There’s only so much you can do with such formula-reliant material—hence the high A-minus—but Butter and the boys manage to pretty much manage to do it all over the course of this album. Other than the jivin’ rockers, you’ve got a few slow burners, including Little Walter’s essential blues harp workout “Blues With A Feeling” and the impassioned Bloomfield/Bishop composition and lead guitar showcase “Our Love Is Drifting,” one of the record’s clear highlights. You’ve got a token Muddy Waters cover, “I Got My Mojo Working,” that Sam Lay gets to sing. And you’ve got a couple instrumentals, one of which (“Thank You Mr. Poobah”) I find to be wearing and generic, but the other of which (the slinky “Screamin’”) is based around this wailing harp/guitar lick that just fuckin’ tears. I don’t particularly care for the limp 60s Hammond organ that attempts to round out about half these tracks, but it’s easily ignored. Just listen to the rest of it, man. This is one of the smokin’-est Chicago blues records ever.
Tomorrow is St. Patrick’s Day! Don’t drink as many Irish Car Bombs as I did two years ago! You’ll only end up vomiting out your window at 3 in the morning.

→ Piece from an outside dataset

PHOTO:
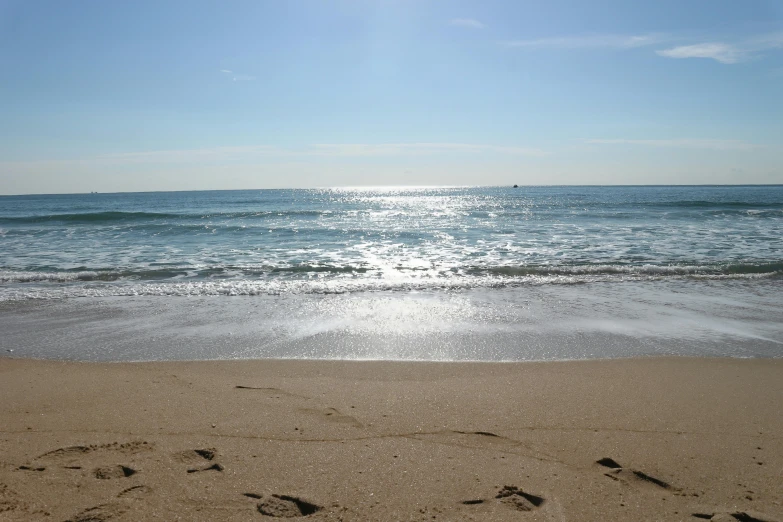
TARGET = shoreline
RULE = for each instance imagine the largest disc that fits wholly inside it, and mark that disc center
(392, 440)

Yeah, unlike those genuine South Side native Chicago blues legends Muddy Waters, the “father of Chicago blues” (Jug’s Corner, Mississippi), Howlin Wolf (West Point, Mississippi), Willie Dixon (Vicksburg, Miss), Otis Rush (Philadelphia, Mississippi), the “Three Kings” of Chicago blues: Freddy (Gilmer, Texas),
Albert (Indianola, Mississippi) an B.B. (Itta Bena, Mississippi). and of course Mr. Chicago Blues himself,
Buddy Guy (Lettsworth, Louisiana). I could go on ad infinitum, but the only point here is that Chicago, for so, so many Jim Crow era African-American musicians was an economic and cultural magnet. It became a crucible and incubator of an alchemical transformation of rural acoustic field songs into a new electrified art form whose influence reached around the globe, into every subsequent musical form.. just ask Mick and Keith! So I guess Butterfield”s short walk from the privileged island of Hyde Park into the ‘hood makes him more of a South Sider than any of his gurus. Just sayin’.